Oltre a offrire un percorso omakase autentico in Italia, la nostra prima missione è quella di utilizzare materia prima locale per valorizzare la qualità del territorio. Inoltre, vogliamo trasmettere la tradizione del sushi, ma sappiamo che due ore non bastano a comprendere appieno la cultura culinaria giapponese. Stiamo facendo del nostro meglio per affrontare la barriera linguistica; infatti, i miei allievi prescelti stanno studiando l’italiano per comunicare meglio con i clienti. Fondamentale in questo primo anno è stato il supporto di un host bilingue per spiegare in dettaglio ogni boccone e la provenienza dei pesci.
Quanto conta l’aspetto culturale del sushi?
Moltissimo. La tecnica si apprende dal Maestro, ma la cultura tradizionale del sushi va approfondita personalmente. Consiglio sempre ai miei allievi di ascoltare la sera qualche podcast sull’argomento in dialetto antico di Tokyo, per comprendere meglio le radici storiche. In Giappone, come in Italia, esistono vari dialetti: un Maestro del sushi deve conoscere il dialetto della sua cucina, che sia di Tokyo o di Kyoto. Allo stesso modo, secondo me, un artigiano della pizza dovrebbe saper parlare il dialetto napoletano. È un segno di passione dello chef e di volontà di accoglienza, che permette di far sentire i clienti come a casa.
In che modo trasmette la sua eredità ai discepoli?
Non ho nulla da nascondere, anzi desidero trasmettere il più possibile agli altri. Il motto della mia defunta moglie era “ogni giorno è come una vita, nasciamo la mattina e terminiamo la sera”. Vivo le giornate dando il massimo e cercando di far star bene gli ospiti. Questo è l’esempio e l’insegnamento che trasmetto ai miei discepoli. Come mentore, mi piace proporre sfide su misura, adattandomi alla personalità dei miei allievi, per far emergere le loro qualità e per spronarli a crescere, ovvero a vivere intensamente mettendo il massimo dell’impegno. È come imparare a nuotare: li spingo oltre la comfort zone, così da emergere più forti e consapevoli.
Che tipo di mentore vuole essere?
In giapponese la parola Maestro si traduce con oyakata, che contiene la radice oya, ovvero “parente”. Ecco quindi svelato il significato di mentore: intendo essere come un padre dal punto di vista lavorativo per i miei allievi e insegnare loro tutto quello che posso nel breve termine. Li sprono a osservarmi mentre lavoro, senza replicare i miei gesti: dal mio esempio possono creare una propria arte del sushi – non dimenticando come la popolazione giapponese storicamente ha saputo guardare e replicare. Servono personalità, creatività e capacità di adattamento a passato, presente e futuro.

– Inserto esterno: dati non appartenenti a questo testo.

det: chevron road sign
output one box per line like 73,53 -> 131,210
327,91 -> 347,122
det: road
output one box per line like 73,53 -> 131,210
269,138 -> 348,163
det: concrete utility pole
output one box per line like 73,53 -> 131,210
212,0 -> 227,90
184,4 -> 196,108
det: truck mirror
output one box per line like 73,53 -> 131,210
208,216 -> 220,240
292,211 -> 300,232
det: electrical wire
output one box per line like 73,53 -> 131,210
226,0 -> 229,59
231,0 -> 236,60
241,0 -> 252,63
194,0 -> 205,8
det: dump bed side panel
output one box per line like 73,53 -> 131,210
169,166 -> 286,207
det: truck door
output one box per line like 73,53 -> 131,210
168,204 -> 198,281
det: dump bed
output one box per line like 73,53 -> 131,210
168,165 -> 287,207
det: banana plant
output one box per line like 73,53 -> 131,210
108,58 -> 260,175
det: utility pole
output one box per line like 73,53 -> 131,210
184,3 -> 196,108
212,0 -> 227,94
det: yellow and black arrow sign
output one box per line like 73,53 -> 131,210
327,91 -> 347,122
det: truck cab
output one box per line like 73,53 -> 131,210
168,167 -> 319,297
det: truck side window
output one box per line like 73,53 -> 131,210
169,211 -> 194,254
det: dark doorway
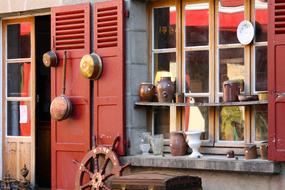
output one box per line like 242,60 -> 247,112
35,15 -> 51,188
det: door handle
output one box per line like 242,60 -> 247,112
276,92 -> 285,98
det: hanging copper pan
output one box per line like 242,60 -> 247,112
43,51 -> 58,67
50,51 -> 72,121
80,53 -> 102,80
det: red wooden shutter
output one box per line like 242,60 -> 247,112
268,0 -> 285,161
94,0 -> 124,154
51,3 -> 90,189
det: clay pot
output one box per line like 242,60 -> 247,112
156,77 -> 175,103
244,144 -> 257,160
139,82 -> 155,102
43,51 -> 58,67
223,80 -> 241,102
170,132 -> 187,156
260,142 -> 268,160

Il tempo ha un ruolo profondo nella vita e nel sushi: quanto tempo serve per diventare uno chef che sa qual è il momento giusto per ogni cosa?

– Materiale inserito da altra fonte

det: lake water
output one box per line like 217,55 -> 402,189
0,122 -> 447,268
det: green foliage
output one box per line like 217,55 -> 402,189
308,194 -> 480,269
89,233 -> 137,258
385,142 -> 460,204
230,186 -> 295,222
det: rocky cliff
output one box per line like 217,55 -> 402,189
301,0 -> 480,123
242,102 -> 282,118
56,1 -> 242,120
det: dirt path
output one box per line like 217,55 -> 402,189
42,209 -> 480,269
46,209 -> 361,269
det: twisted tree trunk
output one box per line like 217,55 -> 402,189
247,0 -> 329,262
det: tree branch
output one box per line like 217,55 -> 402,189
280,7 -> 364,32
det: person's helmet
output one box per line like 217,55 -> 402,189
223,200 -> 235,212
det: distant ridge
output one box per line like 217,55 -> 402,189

Domanda difficile. Dipende dalla persona e dal punto di vista. Io stesso non credo di aver raggiunto la perfezione del “momento giusto”. Amo follemente il mio mondo, che considero una forma d’arte, come musica e pittura. Voglio fare una similitudine molto semplice: come osserviamo la maturazione delle banane in due, tre o più giorni, così vediamo crescere i giovani allievi e raggiungere risultati in tre, cinque o dieci anni, a seconda della dedizione.

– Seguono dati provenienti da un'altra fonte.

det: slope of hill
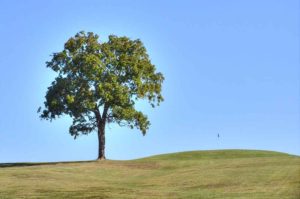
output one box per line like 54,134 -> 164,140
0,150 -> 300,199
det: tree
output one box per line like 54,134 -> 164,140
40,31 -> 164,159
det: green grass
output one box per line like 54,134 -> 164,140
0,150 -> 300,199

Da Tokyo a Milano, le parole di Katsu Nakaji tracciano il percorso di una vita dedicata all’arte del sushi: dalla ricerca del nigiri perfetto alla trasmissione della cultura giapponese. Le sue riflessioni mostrano come tempo, disciplina e dedizione trasformino il sushi in un’arte che va oltre il piatto. Per chi cerca un autentico percorso omakase a Milano, Hatsune Ronin è il luogo ideale: due ore di degustazione che raccontano la tradizione culinaria nipponica, fra tecnica, storia e passione.
Per questa intervista, realizzata da Hatsune Ronin Milano, un ringraziamento speciale a Yuto Ogihara per aver tradotto fedelmente in italiano il pensiero del Maestro.
Segnalo infine l’uscita di un documentario sulla vita e sulla carriera dello chef Nakaji, a cura di Travis Matsumoto (Outcrop, Japan), previsto per il 2026.
In pillole
Scopriamo l’arte del sushi edomae dal grande Maestro Nakaji. Una vita di dedizione e disciplina con un’importante eredità da mantenere. Da Tokyo a Milano, un autentico percorso omakase guidato dallo shokunin con i suoi discepoli. Un’esperienza unica dove ogni boccone racchiude la storia del sushi.